Summary Reporting
Use COUNTIFS, not FREQUENCY, to Calculate Frequency Distribution Tables for Charting Histograms
Excel's FREQUENCY function was first created to calculate frequency distribution tables, which are needed for charting histograms. But the COUNTIFS function
offers more power, and it's easier to use.
by Charley Kyd, MBA Microsoft Excel MVP, 20052014
The Father of Spreadsheet Dashboard Reports

Because the Texas and California governors have been
bickering over the Texan's attempt to poach California
employers, I got curious about the distribution of the unemployment rates in the two states.
So
I downloaded data from the Federal Reserve Bank of St. Louis.
Then I summarize the data and created this chart,
technically a histogram, which I set up as
Charley's Swipe
File #58.
The source data consists of 361 unemployment rates for each state, extending
from December, 1982, through December, 2012.
The chart shows that the unemployment rates in Texas are clumped in the
upper part of the chart. That is, over the past 30 years, Texas has
tended to maintain a lower unemployment rate than California.
You could apply
the logic of this chart to calculate frequency distributions for your
own data.

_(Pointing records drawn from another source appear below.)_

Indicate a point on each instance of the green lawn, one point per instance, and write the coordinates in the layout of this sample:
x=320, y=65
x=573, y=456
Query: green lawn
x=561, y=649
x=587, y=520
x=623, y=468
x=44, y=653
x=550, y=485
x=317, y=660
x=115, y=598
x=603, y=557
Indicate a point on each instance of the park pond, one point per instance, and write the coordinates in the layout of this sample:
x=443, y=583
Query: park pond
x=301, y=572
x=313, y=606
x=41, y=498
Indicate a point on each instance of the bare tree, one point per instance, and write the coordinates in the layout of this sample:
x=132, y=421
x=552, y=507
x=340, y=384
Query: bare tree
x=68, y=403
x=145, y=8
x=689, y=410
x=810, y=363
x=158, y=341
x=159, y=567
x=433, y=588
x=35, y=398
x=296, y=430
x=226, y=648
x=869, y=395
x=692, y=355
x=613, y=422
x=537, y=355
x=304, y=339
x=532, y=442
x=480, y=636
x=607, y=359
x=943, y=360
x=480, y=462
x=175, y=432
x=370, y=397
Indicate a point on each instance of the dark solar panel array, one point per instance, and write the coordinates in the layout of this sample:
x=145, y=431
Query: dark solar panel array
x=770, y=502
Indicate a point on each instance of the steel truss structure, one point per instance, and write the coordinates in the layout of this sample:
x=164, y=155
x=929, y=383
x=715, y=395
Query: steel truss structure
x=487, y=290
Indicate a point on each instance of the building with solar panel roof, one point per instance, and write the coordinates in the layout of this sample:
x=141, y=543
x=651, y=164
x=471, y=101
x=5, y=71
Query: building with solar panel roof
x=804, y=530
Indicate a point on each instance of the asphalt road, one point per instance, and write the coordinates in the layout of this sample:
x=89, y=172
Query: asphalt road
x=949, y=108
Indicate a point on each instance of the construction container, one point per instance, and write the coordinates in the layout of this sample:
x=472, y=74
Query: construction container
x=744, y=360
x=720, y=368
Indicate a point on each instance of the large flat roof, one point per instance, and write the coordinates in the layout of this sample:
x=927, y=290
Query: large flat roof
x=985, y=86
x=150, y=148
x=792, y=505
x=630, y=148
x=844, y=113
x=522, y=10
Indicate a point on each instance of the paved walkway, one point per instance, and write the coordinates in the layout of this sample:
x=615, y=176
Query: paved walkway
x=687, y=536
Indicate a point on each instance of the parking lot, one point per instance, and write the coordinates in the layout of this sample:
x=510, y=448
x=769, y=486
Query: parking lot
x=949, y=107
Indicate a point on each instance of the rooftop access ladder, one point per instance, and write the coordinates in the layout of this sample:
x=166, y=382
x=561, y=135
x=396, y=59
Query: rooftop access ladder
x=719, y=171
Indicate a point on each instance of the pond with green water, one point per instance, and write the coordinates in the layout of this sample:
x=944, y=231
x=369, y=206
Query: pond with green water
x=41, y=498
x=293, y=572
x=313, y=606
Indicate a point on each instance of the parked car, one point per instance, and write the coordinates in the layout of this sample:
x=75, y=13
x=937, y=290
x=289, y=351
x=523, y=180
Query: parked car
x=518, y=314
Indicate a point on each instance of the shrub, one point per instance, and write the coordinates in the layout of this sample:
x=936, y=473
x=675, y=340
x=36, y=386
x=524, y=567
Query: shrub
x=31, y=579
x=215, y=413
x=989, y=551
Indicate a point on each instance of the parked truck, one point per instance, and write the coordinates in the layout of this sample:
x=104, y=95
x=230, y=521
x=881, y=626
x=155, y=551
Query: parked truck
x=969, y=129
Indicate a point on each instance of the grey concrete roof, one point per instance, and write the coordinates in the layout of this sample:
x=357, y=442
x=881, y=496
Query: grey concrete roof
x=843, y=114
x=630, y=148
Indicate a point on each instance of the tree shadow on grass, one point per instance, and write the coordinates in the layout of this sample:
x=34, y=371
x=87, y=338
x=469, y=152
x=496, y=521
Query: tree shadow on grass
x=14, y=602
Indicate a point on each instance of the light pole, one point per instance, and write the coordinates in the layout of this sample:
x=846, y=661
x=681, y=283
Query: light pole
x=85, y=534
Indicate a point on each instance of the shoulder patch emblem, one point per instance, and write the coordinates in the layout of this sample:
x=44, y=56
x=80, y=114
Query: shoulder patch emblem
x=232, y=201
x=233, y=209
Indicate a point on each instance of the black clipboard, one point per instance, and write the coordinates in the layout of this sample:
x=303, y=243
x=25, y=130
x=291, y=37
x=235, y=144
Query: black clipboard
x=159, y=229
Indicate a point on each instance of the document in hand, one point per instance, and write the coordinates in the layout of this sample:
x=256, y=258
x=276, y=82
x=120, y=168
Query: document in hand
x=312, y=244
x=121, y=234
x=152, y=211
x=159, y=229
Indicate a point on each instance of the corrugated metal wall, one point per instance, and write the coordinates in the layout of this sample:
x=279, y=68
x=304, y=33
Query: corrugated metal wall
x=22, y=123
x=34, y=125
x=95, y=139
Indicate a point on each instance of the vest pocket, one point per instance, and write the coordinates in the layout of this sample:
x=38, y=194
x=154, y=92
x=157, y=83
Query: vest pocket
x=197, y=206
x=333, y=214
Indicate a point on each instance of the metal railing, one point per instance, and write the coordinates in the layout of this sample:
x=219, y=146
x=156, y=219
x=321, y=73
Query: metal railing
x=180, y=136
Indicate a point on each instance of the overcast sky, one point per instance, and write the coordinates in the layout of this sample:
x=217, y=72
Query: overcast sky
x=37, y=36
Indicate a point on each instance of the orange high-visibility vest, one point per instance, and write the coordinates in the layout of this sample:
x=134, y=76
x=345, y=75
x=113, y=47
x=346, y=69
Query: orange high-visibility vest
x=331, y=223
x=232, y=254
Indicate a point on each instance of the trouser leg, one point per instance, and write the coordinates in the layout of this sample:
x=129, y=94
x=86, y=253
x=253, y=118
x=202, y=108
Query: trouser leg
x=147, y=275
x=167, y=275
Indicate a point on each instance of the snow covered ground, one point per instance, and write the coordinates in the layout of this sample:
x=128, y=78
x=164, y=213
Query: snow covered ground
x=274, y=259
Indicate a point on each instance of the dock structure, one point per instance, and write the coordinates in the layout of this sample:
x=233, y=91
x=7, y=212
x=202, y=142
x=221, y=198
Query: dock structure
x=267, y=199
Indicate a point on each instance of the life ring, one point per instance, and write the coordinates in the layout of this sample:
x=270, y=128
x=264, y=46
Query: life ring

The distributions would compare the number of instances for
nearly any criteria you can count: orders by product by month for two
sales people, failure rates by month for two products, the number of
sick days taken by age by gender in the past
year, and so on.
Using Excel's Frequency Function
The obvious way to generate these frequency distributions is to use
Excel's FREQUENCY function, which has this syntax:
=FREQUENCY(data_array,bins_array)
In this figure, for example, the data_array is the range B3:B9, and the
bins_array is the range D4:D6.
The FREQUENCY function has three unusual characteristics.
First, you must enter the formulas as a multicell array. Here for
example, I selected the range E3:E6, typed the formula...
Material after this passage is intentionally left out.